Luella Bates is considered by many to be the first woman in history to become a licensed truck driver — a pioneer who blazed a trail that many more would follow.
To understand the story of Luella Bates is to understand the momentous technological and cultural shifts happening in her lifetime.
Luella’s early life
Luella was born in Wisconsin, on October 17, 1897 — only 11 years after Karl Friedrich Benz is credited with inventing the gasoline-powered engine. The turn of the 20th Century when Luella grew up was a time of historic change — making things possible that would seem inconceivable a century, a decade, or even a year before.
Innovations ranging from powered flight and radio transmission to electricity in our homes, and even breakfast cereal were making waves throughout America and the world.
Accompanying these technological innovations were major cultural shifts, changing what was possible for a young woman from Wisconsin named Luella Bates.
The Four Wheel Drive Auto Company
Thankfully, by the time Luella was test-driving trucks for the Four Wheel Drive (FWD) Auto Company during World War I, the technology had advanced considerably from Gottlieb Daimler’s first creation in 1896.
Daimler’s first truck had a two-cylinder engine with a displacement of 1.06 liters and ran on iron-clad wooden wheels.
Luella drove the FWD Model B truck, a 4-wheel drive, 4-cylinder, 6.4 liters, 3-ton truck — with a whopping top speed of 15mph (24km/h). Following a rocky start in 1912, the Model B had considerable commercial success, with tens of thousands being used in World War I. But with the war over, and with the economic disruptions it caused, the FWD Auto Company needed to go on a marketing blitz, touting the many benefits of their 4-wheel drive system.
And what better way to showcase how easy and practical your truck is to use than to have “a mere slip of a girl” drive the truck across the USA as a publicity stunt.
Luella’s driving career
During the war, men went to fight, and women began to occupy the jobs they left open. One of those jobs was test driving trucks, and this is where Luella got her start in 1918.

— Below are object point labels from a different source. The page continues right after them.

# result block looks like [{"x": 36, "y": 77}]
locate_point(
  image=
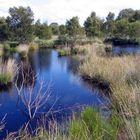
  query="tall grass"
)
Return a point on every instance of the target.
[
  {"x": 7, "y": 71},
  {"x": 90, "y": 126}
]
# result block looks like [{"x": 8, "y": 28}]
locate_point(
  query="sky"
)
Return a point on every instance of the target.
[{"x": 62, "y": 10}]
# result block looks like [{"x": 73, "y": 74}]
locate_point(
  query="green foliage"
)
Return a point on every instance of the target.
[
  {"x": 126, "y": 14},
  {"x": 73, "y": 27},
  {"x": 91, "y": 127},
  {"x": 8, "y": 49},
  {"x": 46, "y": 43},
  {"x": 93, "y": 26},
  {"x": 5, "y": 78},
  {"x": 20, "y": 24},
  {"x": 33, "y": 46},
  {"x": 43, "y": 31},
  {"x": 63, "y": 52},
  {"x": 55, "y": 28},
  {"x": 3, "y": 29},
  {"x": 62, "y": 30}
]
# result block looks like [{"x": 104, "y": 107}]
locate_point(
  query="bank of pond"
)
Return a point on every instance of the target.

After the war, when most of the women working for the FWD company were let go, Luella continued at the company as a demonstrator and driver.
In 1920 Luella drove a Model B to New York City, where she attended the New York Auto Show. To the delight of the FWD company, Luella was a smash hit at the show.
Luella’s success inspired FWD’s ad men to cook up an advertising scheme that people are still talking about over a century later.
Luella’s transcontinental tours
In 1920, Luella would undergo several whirlwind tours across America in her trusted Model B truck. Her first tour would take her to approximately 25 towns, beginning in Kansas City, Missouri, and finishing in Bellefontaine, Ohio. She would even fly in an airplane and Popular Science magazine referred to her as “exhibit A for feminine efficiency.”
In her final tour, she would defy police and take her truck across a flooded road. She was hauling meat for a packaging plant, bolstering her reputation as a driver who could handle whatever came her way. In fact, Luella was just as comfortable driving a truck as she was fixing it.
When one reporter questioned her about if a woman could be as good of a mechanic as a man, she responded
“Certainly, women make as good mechanics as men. Didn’t the war prove that women could step into virtually every branch of industry and successfully replace men.”
In 1922, Luella left the FWD Auto Company and moved to Milwaukee. She later married Howard Coates and had two sons. She died in 1985 at the age of 88.
Luella was tenacious and highly competent. She was part of a movement where women, minorities, and people from other cultural backgrounds became increasingly vocal in their desires to have American society reflect their own experiences.
She stood on the shoulders of the women who came before her and helped pave the way for the many other women in transport that would follow in her footsteps.
As a small tribute to Luella’s contributions to the advancement of women in the transportation industry, the main conference room at ENERGY bears a plaque in her honor.